赵金玉甚少见他这般模样,正欲抬手,就听着他开口。
“她刚来时救下一己之力救下数千将士,那日里她单枪匹马斩落北疆伏兵,引出山崩,她差一点就被埋进去。还好,岳将军有那么点良心,抓着她就跑。”
“在军中,好像人人都喜欢她,她好说话脾气也好,从来没跟人闹过别扭。那日,遇困境,我本已决意赴死,可她像是从天而降。金玉,你知道吗?那时,我就在想,她要是能留在军营,该多好。
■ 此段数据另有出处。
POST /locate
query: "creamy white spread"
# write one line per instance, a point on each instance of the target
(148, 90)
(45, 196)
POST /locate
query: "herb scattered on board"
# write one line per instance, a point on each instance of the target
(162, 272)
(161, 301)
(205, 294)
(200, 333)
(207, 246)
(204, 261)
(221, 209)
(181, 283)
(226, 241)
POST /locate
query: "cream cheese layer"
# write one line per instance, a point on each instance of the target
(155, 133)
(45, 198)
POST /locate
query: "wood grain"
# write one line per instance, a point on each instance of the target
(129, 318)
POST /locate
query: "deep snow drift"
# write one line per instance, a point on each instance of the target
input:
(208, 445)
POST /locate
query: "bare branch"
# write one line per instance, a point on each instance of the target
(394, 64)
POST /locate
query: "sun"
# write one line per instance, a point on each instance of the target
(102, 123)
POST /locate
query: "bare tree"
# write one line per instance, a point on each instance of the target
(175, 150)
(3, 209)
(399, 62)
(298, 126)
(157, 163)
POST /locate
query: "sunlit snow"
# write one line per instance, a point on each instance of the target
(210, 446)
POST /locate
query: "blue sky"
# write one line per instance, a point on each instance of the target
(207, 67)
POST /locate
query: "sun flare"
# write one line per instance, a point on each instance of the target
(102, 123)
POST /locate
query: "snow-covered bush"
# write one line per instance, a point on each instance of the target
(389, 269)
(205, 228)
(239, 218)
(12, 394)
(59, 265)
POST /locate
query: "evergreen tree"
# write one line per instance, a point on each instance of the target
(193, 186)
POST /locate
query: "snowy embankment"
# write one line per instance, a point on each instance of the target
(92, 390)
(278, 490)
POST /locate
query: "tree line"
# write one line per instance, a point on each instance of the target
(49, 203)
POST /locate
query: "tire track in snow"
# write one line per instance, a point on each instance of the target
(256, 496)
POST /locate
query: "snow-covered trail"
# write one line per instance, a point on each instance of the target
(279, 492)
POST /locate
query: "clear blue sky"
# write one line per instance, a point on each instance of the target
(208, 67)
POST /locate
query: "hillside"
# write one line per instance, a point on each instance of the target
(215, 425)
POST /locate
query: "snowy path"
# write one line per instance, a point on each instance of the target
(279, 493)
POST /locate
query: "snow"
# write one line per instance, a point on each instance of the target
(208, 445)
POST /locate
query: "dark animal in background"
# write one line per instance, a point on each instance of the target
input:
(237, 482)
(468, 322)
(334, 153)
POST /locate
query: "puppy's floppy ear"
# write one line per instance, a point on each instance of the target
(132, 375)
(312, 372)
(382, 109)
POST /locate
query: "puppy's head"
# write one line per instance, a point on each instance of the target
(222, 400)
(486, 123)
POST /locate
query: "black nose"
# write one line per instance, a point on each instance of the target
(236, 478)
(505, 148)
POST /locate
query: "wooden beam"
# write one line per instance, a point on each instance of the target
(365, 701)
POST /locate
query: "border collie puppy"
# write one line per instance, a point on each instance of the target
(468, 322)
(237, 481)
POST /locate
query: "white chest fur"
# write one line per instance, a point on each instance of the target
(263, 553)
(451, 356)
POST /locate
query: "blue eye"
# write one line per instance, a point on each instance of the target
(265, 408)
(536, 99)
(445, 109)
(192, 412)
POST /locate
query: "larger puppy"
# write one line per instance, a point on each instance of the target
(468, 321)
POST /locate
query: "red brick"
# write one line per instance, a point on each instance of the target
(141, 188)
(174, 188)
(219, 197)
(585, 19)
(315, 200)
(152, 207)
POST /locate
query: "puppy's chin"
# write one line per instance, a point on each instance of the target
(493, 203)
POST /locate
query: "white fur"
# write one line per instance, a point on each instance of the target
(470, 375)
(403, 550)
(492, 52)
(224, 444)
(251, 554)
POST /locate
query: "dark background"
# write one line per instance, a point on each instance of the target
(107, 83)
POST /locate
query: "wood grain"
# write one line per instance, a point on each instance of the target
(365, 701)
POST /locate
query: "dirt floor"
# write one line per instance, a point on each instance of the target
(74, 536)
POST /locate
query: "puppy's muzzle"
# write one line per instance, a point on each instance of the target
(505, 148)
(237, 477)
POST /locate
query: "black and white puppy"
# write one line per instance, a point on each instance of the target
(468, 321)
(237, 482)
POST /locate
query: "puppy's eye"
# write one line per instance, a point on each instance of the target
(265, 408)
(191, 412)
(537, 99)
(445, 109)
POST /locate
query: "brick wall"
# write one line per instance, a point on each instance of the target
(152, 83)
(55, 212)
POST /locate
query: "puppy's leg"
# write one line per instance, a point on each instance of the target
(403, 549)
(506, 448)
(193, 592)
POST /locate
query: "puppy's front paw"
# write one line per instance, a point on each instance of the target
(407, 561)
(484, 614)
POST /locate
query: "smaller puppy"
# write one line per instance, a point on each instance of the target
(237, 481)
”
年廉晃晃腕上的布条。
此时风雨渐小,阴云里漏出几束天光。
他抬手,看天光从他指缝穿过落在布条上,眯着眼,接着道:“她救过我,救过杨柒他们,也救过岳将军。她从未谈过要我们还给她什么。只说,要不要算命啊?五文钱一次,手相面相,前路姻缘,她都能算。”
“可我还是那一句,人人都知道,她终归要走的。她这样的人,不会籍籍无名,也不会被埋没。”年廉的声音轻浅又涩,他苦笑着“她是大盛人。”
赵金玉恍然,许小曲是大盛人。
这样厉害的人,不会籍籍无名,她或许会入朝为官或许会戍边征战,但唯独不会甘于沉寂。
所以,他们都不愿提起许小曲。
她终于明白,年廉为什么一提到许小曲就变得沉默寡言。
赵家虽经商,但家中也少不得教习文章。
天下之事,他们不敢妄论,但说分合,是人尽皆知。
赵金玉终是叹一口气,拢手进船舱:“进去吧,外面太冷,风都钻骨头。”
船舱内暖香缭绕,隔出数间。
岳成秋坐在自己屋中,手握紧又松。
一年都太过难熬,他从启程上水路到如今才过去三月。
她是大盛人。
这句话他听得耳朵起茧,知晓内情的人人都劝他说她是大盛人,她那么有本事定然不会甘于沉寂。像年廉说的,他在临行前已听过千百次,只有家中才清静些。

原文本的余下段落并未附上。